Sad! Money: Trump’s Many Incorrect Predictions On The Economy
Trump praised the Japanese economic model just as the Lost Decade was beginning.
In an interview with the Washington Post on Saturday, Donald Trump predicted a "very massive recession" was coming, adding that "it's a terrible time right now" to invest in the stock market.
It's not the first time Trump has offered up his economic forecast. In the years before his current run for president, the billionaire businessman and reality TV star has frequently cast himself as an expert on the economy, while providing analysis that often turned out to be wildly incorrect.
During this time, Trump at various points predicted imminent economic collapse, even going so far to suggest in 2011 that the price of bread would soon rise to $25. But his optimistic predictions have been wrong, too, such as when he argued in 2005 and 2006, just before the housing crisis, that the real estate market would continue to be strong.
Here's a rundown of Trump's suspect economic analysis:
1. Trump said in 1991, at the beginning of what is known in Japan as the Lost Decade, that the Japanese economic model was "totally brilliant."
"You look at Japan, the way the've managed their economy, it's totally brilliant," Trump said on Joan Rivers' talk show. "What they've done is totally brilliant."
2. In his 1999 book The America We Deserve, written while he explored a run for president, Trump predicted "an economic crash like we've never seen before".
"The first storm— economic disaster: I hope I'm wrong, but I think we may be facing an economic crash like we've never seen before— probably sooner rather than later. The next president, or maybe the one we've got, could be in office for a stock market crash worse than the one in 1929. I'm not saying this crash will ruin us, but we have to anticipate it and know how to rebound. We'd better be ready, as a nation, to claw our way back up. Right now I'm not seeing the leadership we're going to need."
3. By 2001, however, just before the U.S. was hit by a recession, Trump was backtracking on this dire prediction, telling Chris Matthews he thought economic troubles would be confined to stocks and would not hit the real estate market.
"Well, it seems to be a stock market recession," Trump said that April. "It doesn't seem, Chris, to be anything else. I mean, the real estate market in New York has probably never been stronger. It may not be quite as good as it was last year, but it's very, very strong, and very good, and it looks like it's getting better. So it seems to be--I know a lot of friends of mine are just wiped out in the stock market, but real estate's been very good."
He later added that he didn't "see a recession."
"Well, they don't invest that much in dot-com stocks so they're not for that," Trump said of his personal associates. "They like General Electric. They like the--the real stocks. And I think that they're not worried. I think that they're making a lot of money and we're building a lot of buildings in the city. A lot of--a lot of construction's going on in New York, and it's filling up as fast as we can build it. So I don't see recession. It could happen, but I don't see it. Certainly it--there isn't right now in New York City."

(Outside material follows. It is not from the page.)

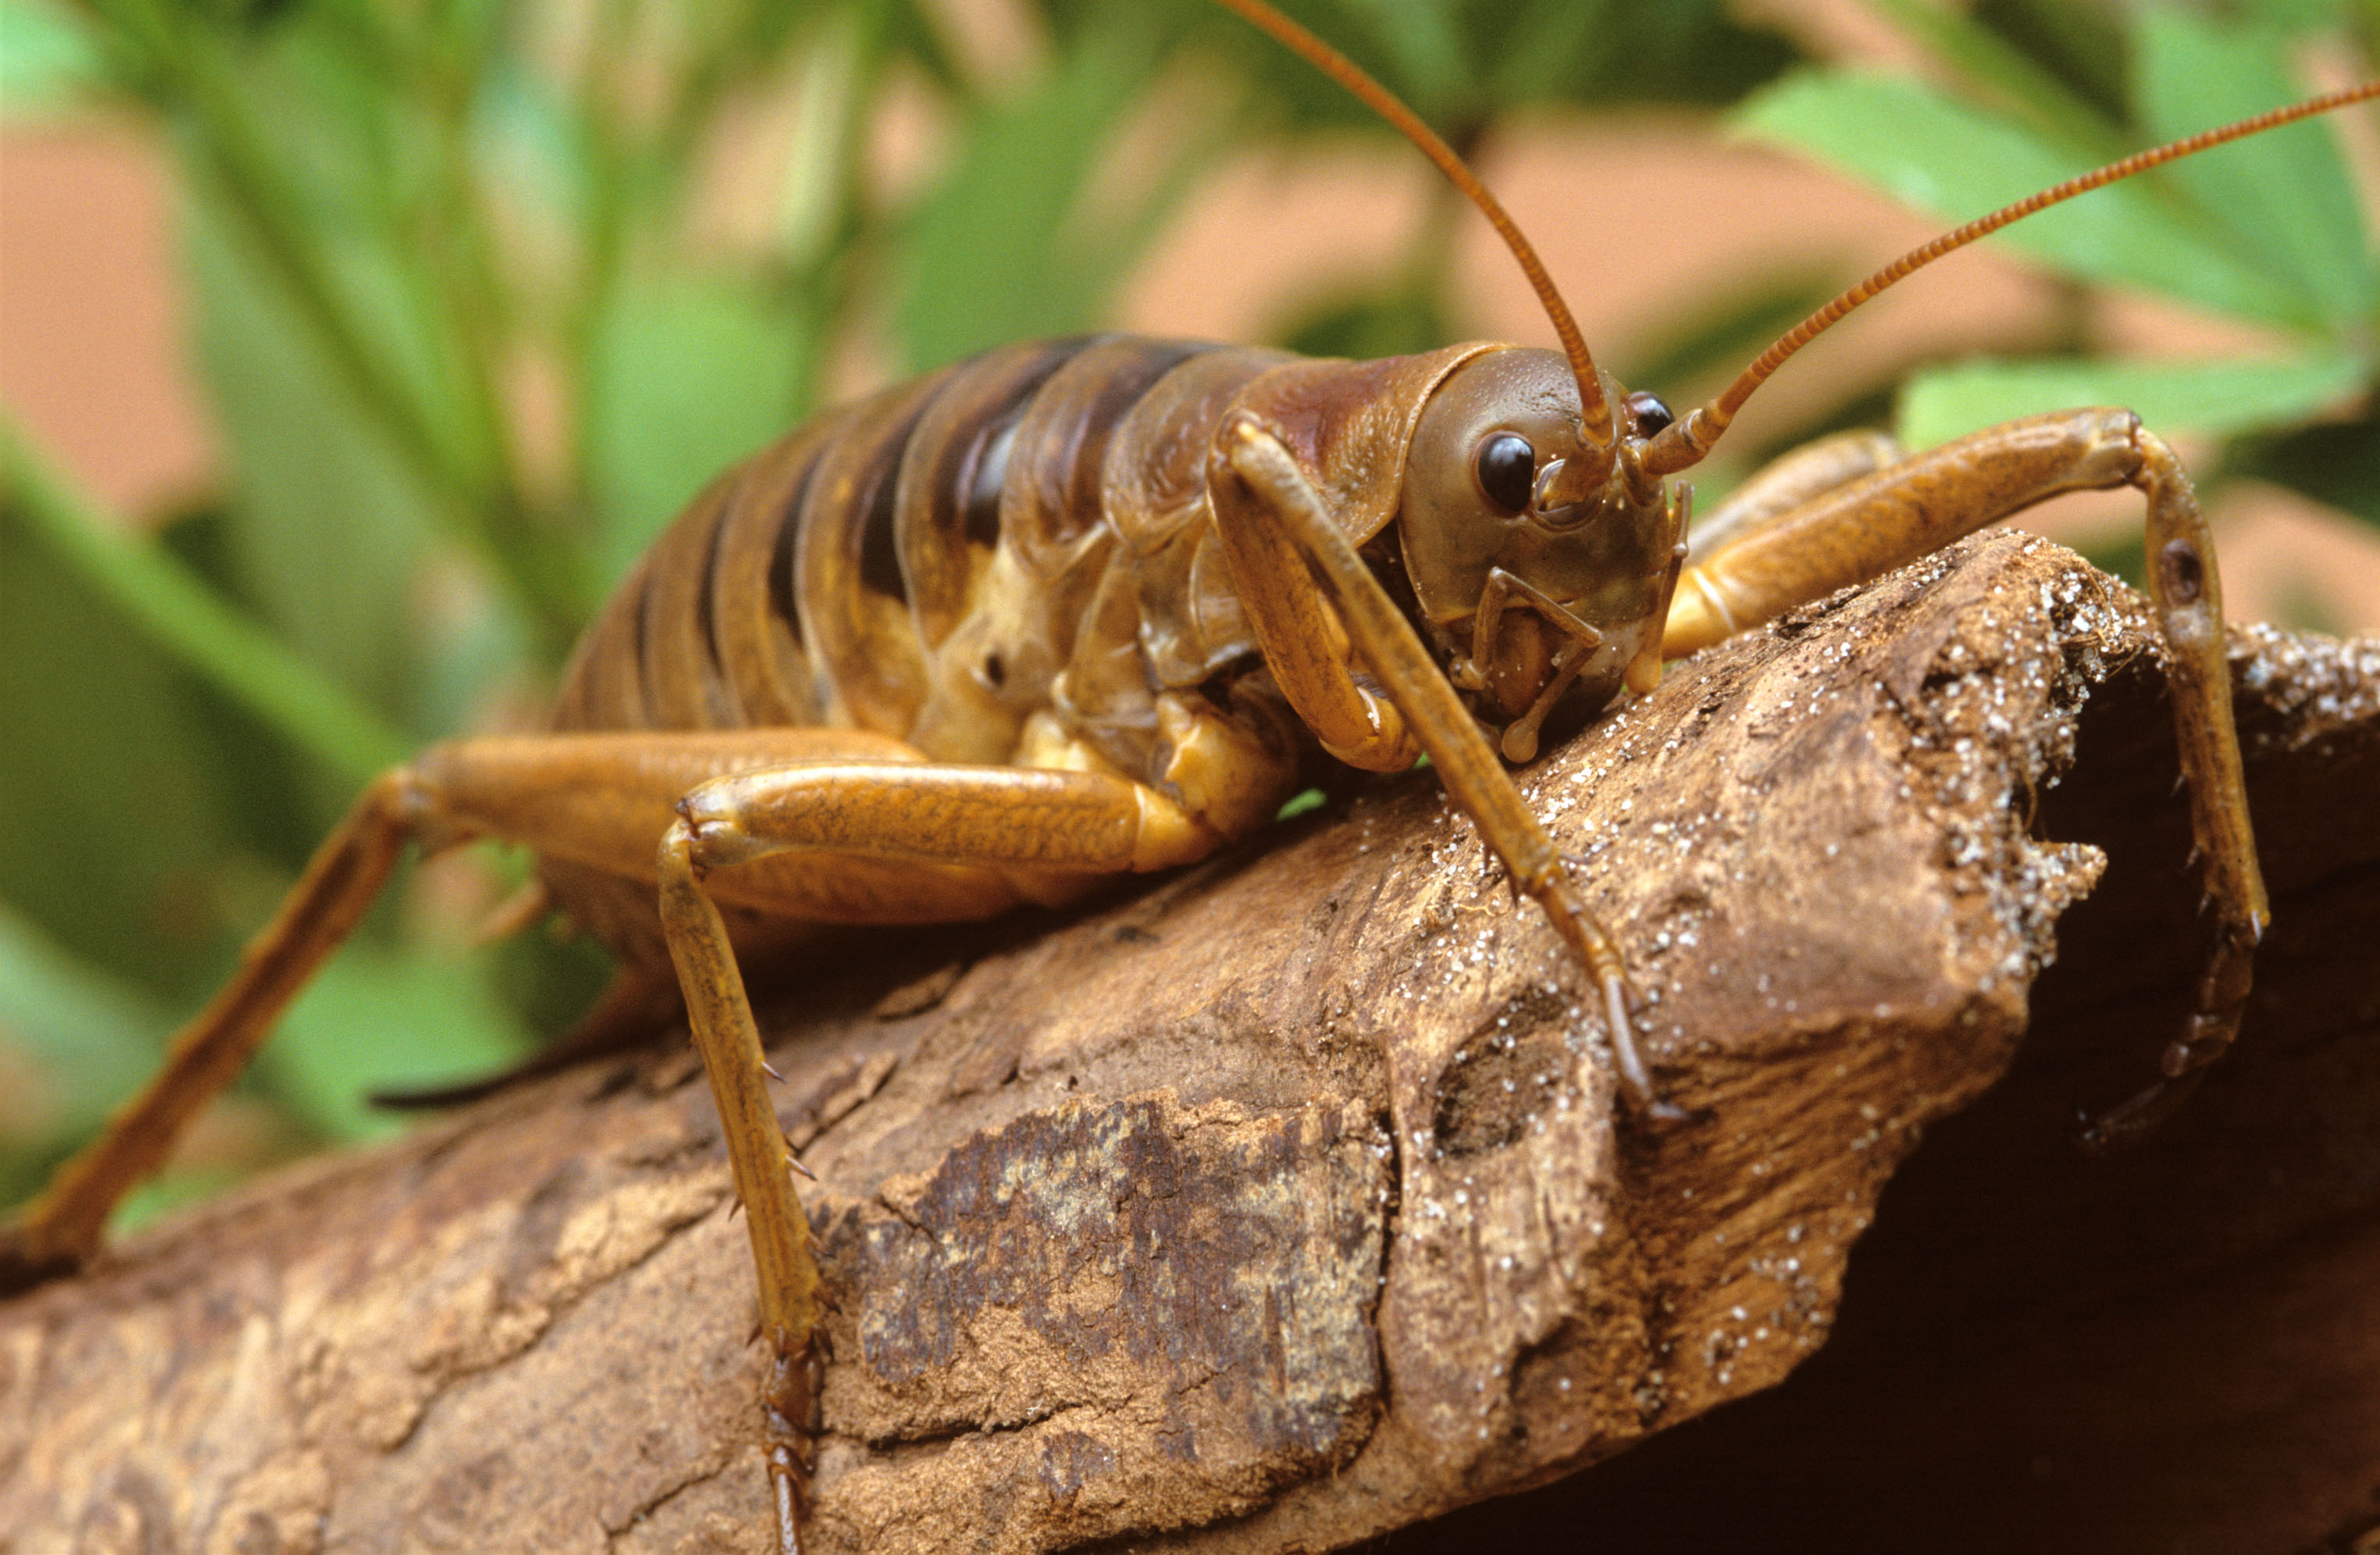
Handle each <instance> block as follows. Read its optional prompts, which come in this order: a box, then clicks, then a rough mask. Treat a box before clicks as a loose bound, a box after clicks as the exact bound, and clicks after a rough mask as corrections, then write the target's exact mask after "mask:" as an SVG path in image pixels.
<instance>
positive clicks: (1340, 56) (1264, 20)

4. Writing in 2005 on his Trump University blog, Trump advised readers not to worry about the housing bubble bursting.
"With housing prices continuing to rise into the far reaches of the stratosphere, there's a lot of talk about a housing bubble on the brink of bursting. Scared at the possibility, industry watchers have been preaching impending doom, warning house shoppers to be wary of the real estate market," Trump wrote in a post titled "The Housing Bubble: Doom and Gloom Don't Pay."

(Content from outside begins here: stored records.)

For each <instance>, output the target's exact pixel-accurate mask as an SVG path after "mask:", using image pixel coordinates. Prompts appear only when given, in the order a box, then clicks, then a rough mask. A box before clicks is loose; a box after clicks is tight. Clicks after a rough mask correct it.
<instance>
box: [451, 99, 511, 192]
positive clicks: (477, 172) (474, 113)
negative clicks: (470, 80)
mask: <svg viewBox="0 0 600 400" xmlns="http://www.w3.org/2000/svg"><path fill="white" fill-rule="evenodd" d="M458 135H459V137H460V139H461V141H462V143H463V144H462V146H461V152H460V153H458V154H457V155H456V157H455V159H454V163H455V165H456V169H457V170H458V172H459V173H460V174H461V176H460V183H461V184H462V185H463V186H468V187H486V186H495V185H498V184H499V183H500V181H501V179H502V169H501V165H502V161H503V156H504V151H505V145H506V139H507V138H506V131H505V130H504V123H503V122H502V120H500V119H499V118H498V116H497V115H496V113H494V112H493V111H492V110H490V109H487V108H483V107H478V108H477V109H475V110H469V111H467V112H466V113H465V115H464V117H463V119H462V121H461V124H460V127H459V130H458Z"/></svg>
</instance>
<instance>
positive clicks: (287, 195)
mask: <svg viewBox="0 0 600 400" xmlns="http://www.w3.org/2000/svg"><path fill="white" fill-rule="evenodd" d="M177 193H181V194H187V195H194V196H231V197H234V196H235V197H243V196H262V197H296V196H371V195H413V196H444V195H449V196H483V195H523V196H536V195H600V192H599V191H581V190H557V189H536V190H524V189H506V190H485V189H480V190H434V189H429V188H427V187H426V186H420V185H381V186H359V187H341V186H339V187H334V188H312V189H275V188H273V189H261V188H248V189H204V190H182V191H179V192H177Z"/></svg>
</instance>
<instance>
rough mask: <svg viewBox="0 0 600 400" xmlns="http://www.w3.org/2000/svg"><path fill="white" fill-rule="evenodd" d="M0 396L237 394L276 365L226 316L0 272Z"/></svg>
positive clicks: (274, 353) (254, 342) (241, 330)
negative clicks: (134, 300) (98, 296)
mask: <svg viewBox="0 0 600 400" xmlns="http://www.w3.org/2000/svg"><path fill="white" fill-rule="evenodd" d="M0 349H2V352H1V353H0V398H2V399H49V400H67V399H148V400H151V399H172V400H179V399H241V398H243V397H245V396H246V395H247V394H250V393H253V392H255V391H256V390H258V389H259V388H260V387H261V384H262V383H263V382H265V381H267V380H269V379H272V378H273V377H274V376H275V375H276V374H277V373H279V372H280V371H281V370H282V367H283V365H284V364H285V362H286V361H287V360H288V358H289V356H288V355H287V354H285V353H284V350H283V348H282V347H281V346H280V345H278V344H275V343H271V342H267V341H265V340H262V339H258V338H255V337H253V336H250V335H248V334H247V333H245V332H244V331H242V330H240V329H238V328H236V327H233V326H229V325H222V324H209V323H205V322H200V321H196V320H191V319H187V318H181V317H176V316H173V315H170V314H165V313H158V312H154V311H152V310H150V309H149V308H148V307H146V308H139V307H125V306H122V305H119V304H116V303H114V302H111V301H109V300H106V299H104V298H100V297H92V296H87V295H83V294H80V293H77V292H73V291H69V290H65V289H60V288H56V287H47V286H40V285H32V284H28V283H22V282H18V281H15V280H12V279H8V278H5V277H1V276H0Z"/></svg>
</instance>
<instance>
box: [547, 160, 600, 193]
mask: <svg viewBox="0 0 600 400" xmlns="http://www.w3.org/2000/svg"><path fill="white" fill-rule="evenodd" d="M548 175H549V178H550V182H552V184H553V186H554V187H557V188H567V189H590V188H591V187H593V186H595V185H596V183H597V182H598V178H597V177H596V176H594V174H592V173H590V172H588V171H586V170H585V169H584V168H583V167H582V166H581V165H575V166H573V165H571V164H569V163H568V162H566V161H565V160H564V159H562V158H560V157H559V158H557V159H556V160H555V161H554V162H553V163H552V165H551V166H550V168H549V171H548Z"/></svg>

"As long as interest rates stay low and the dollar stays weak—which is an unfortunate situation, but it happens to be good for real estate—then there will be no burst in the current housing bubble. If interest rates go up precipitously and the dollar gets stronger, then there will be some reduction in housing prices."
5. In 2006, Trump launched Trump Mortgage, saying "the real estate market is going to be very strong for a long time to come."

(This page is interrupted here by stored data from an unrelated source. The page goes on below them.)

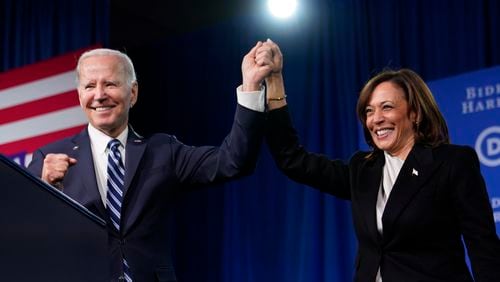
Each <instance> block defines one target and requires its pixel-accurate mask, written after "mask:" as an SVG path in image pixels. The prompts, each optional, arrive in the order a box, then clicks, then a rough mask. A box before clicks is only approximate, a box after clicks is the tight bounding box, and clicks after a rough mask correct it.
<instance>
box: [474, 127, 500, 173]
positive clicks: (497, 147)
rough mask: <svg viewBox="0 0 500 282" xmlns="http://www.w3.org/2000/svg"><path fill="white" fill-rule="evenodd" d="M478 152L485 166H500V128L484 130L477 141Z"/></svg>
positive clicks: (481, 162) (480, 158)
mask: <svg viewBox="0 0 500 282" xmlns="http://www.w3.org/2000/svg"><path fill="white" fill-rule="evenodd" d="M475 148H476V152H477V154H478V157H479V160H480V161H481V163H482V164H483V165H485V166H489V167H496V166H499V165H500V126H491V127H488V128H486V129H484V130H483V131H482V132H481V133H479V136H478V137H477V139H476V145H475Z"/></svg>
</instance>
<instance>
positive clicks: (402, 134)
mask: <svg viewBox="0 0 500 282" xmlns="http://www.w3.org/2000/svg"><path fill="white" fill-rule="evenodd" d="M365 113H366V128H367V129H368V131H369V132H370V135H371V138H372V140H373V143H374V144H375V146H376V147H377V148H379V149H381V150H384V151H386V152H388V153H389V154H391V155H392V156H396V157H399V158H401V159H403V160H404V159H406V156H408V153H409V152H410V150H411V148H412V147H413V145H414V144H415V132H414V130H413V122H414V121H415V118H416V114H415V113H414V112H411V113H410V112H409V106H408V102H407V101H406V99H405V94H404V91H403V89H401V88H400V87H399V86H397V85H396V84H394V83H392V82H389V81H386V82H382V83H380V84H379V85H378V86H377V87H376V88H375V89H374V90H373V92H372V94H371V96H370V98H369V99H368V105H367V106H366V108H365Z"/></svg>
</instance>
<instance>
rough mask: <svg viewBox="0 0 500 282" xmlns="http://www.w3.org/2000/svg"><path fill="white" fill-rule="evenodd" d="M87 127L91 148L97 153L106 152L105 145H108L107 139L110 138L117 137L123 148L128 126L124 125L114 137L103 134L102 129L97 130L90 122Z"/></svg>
mask: <svg viewBox="0 0 500 282" xmlns="http://www.w3.org/2000/svg"><path fill="white" fill-rule="evenodd" d="M87 128H88V132H89V137H90V143H91V145H92V148H93V149H94V150H95V152H98V153H99V154H102V153H105V152H106V147H107V146H108V143H109V141H111V139H118V140H119V141H120V143H122V146H123V148H124V149H125V146H126V145H127V137H128V126H127V127H125V129H124V130H123V131H122V132H121V133H120V134H119V135H118V136H117V137H116V138H112V137H110V136H108V135H106V134H104V133H103V132H102V131H100V130H98V129H97V128H95V127H94V126H92V124H90V123H89V125H88V127H87Z"/></svg>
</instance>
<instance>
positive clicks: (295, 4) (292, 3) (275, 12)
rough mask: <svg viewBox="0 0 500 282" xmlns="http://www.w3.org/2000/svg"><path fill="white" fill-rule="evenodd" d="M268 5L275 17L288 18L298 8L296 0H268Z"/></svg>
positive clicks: (267, 2) (267, 1)
mask: <svg viewBox="0 0 500 282" xmlns="http://www.w3.org/2000/svg"><path fill="white" fill-rule="evenodd" d="M267 6H268V7H269V10H270V11H271V14H273V15H274V16H275V17H278V18H288V17H289V16H291V15H292V14H293V13H294V12H295V8H297V1H296V0H268V1H267Z"/></svg>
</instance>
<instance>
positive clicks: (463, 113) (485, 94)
mask: <svg viewBox="0 0 500 282" xmlns="http://www.w3.org/2000/svg"><path fill="white" fill-rule="evenodd" d="M495 109H500V83H496V84H490V85H483V86H477V87H476V86H469V87H467V88H465V100H464V101H462V114H463V115H465V114H471V113H476V112H484V111H491V110H495Z"/></svg>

"I think it's a great time to start a mortgage company," he told CNBC in 2006. "The real estate market is going to be very strong for a long time to come."
The housing market crashed in 2007 and Trump Mortgage went out of business.
6. Under Barack Obama's administration, Trump's predictions turned grim again. In 2011, he said that the price of a loaf of bread would soon soar to $25.
"If oil prices are allowed to inflate and keep inflating, if the dollar keeps going down in value — which is not is not good because you're going to pay $25 for a loaf of bread pretty soon," he told NewsMaxTV. "If you look at what's happening with our food prices, they're going through the roof. We could end up being another Egypt."
"You could have riots in our streets also," Trump went on to add. "So, if he thinks things are going to get worse by the way he phrased that, or by the you phrase, I think there's a very distinct possibility that things could get worse yes."